This week in tech history: Three years of Oculus figuring out VR
At Engadget, we spend every day looking at how technology will shape the future. But it’s also important to look back at how far we’ve come. That’s what This Week in Tech History does. Join us every weekend for a recap of historical tech news, anniversaries and advances from the recent and not-so-recent past. This week, we’re looking back at a number of key events in the history of Oculus VR.
Late March has historically been a huge time for Oculus VR, a company that you can credit for ushering in the modern virtual reality era. Just last week at GDC, Oculus unveiled its second-generation VR headset, the Rift S. But that new product is mostly just an iteration on the original Oculus Rift, which was released just over three years ago, on March 25th, 2016.
Oculus and its competitors have iterated on the VR experience in the years since, but we’re now on the threshold of next big Oculus hardware update: the Rift S, which arrives later this spring.

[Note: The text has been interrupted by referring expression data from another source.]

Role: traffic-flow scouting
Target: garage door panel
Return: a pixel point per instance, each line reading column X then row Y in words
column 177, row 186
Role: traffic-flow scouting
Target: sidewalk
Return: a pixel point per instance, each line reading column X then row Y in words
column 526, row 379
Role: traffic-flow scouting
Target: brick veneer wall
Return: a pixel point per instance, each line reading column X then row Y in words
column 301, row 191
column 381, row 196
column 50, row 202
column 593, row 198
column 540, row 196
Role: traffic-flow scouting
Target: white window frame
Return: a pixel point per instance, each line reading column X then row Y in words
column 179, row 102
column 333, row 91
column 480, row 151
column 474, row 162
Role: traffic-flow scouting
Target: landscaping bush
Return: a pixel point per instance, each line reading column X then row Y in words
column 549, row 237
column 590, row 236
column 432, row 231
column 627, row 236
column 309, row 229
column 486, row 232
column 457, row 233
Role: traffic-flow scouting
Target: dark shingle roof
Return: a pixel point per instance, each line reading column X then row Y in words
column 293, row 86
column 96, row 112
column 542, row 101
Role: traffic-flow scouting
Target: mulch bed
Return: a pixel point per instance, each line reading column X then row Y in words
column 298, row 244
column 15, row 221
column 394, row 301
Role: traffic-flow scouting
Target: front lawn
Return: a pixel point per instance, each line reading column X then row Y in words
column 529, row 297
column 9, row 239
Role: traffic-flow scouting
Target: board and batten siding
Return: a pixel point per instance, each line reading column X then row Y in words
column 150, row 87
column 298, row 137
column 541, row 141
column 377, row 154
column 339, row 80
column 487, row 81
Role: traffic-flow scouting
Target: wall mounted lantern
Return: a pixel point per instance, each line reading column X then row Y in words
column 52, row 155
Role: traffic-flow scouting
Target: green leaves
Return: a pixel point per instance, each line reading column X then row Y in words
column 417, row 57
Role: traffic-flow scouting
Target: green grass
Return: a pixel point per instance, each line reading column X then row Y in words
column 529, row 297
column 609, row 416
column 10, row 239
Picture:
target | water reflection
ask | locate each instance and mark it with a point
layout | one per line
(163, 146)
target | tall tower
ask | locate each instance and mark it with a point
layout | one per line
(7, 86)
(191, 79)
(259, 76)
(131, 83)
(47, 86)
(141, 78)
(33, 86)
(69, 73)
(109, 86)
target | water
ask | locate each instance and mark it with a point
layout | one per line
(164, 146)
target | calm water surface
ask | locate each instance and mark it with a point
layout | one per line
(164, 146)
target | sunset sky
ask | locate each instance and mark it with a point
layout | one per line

As a direct descendent of the Rift and the developer hardware that came before it, it’s a good time to look back and see how much the VR landscape has changed from the days Oculus was rushing Kickstarter dev kits out the door.
Correction: This story originally stated that the upcoming Rift S was a “standalone” VR headset that doesn’t require a computer. The existing Oculus Quest is a standalone headset, but the Rift S will still require a PC. We apologize for the error.
The Rift’s launch capped a whirlwind three years that started with the release of the first Rift developer kit, which also came out in March — March 29th, 2013, to be precise. The first Rift developer kit came out as a Kickstarter project the company launched in August of 2012. Oculus raised well over $2 million on that Kickstarter and started showing the Rift off to the press at CES in 2013, where I had a chance to give it a shot. At the time, I called it an immersive, disorienting “shock to the system” that was unlike any tech I had tried before and was easily the highlight of CES for just about anyone there who tried it.
That buzz built over the next year or so, as development kits made their way out to an eager public. And the company didn’t slow down on the hardware front. Less than a year later (March 19th, 2014), a second-generation, developer-focused version of the Rift (known as DK2 or by its “Crystal Cove” codename) was on sale for $350.
But easily the biggest thing that happened to Oculus between the first developer kit and the full release of the Rift in 2016 was Facebook swooping in to purchase the company for a whopping $2 billion on March 25th, 2014. This for a company that hadn’t formally released a finalized product — and while VR was obviously of huge interest to both tech’s biggest companies and the public at large, it certainly was still an unproven medium. (Some might argue it still is, but that’s another story altogether.)
That transaction gave Oculus even more legitimacy and helped to truly kick some competition into high gear. After Facebook’s purchase, Google, Sony and HTC all got into the VR world, to varying degrees of success. You can also trace initiatives such as “mixed reality” headsets like Microsoft’s Hololens back to Oculus; even Apple’s slow but steady interest in augmented reality only became a reality in the years following the Facebook / Oculus partnership.
Oculus got another big boost later in 2014 when it partnered with Samsung, a union that eventually yielded the smartphone-powered Gear VR. The headset was more of an accessory for your Samsung phone rather than a full-fledged product, but it did do some important work of making VR a little more accessible for people to try ahead of the Rift’s eventual launch.
This was all just a lead-up to the final, consumer-ready Rift hardware that arrived in 2016. Sure, the headset cost $600 and required a relatively high-end gaming PC to use. But that didn’t stop our reviewer Devindra Hardawar from stating that the Oculus approach to VR “is indeed the real deal.” The hardware design and built quality was vastly improved over the early developer kits, it was easy to set up and it successfully pulled players into an immersive world with a high-quality, stable gaming experience. Obviously, those launch titles were hit-or-miss, but VR gaming had truly arrived.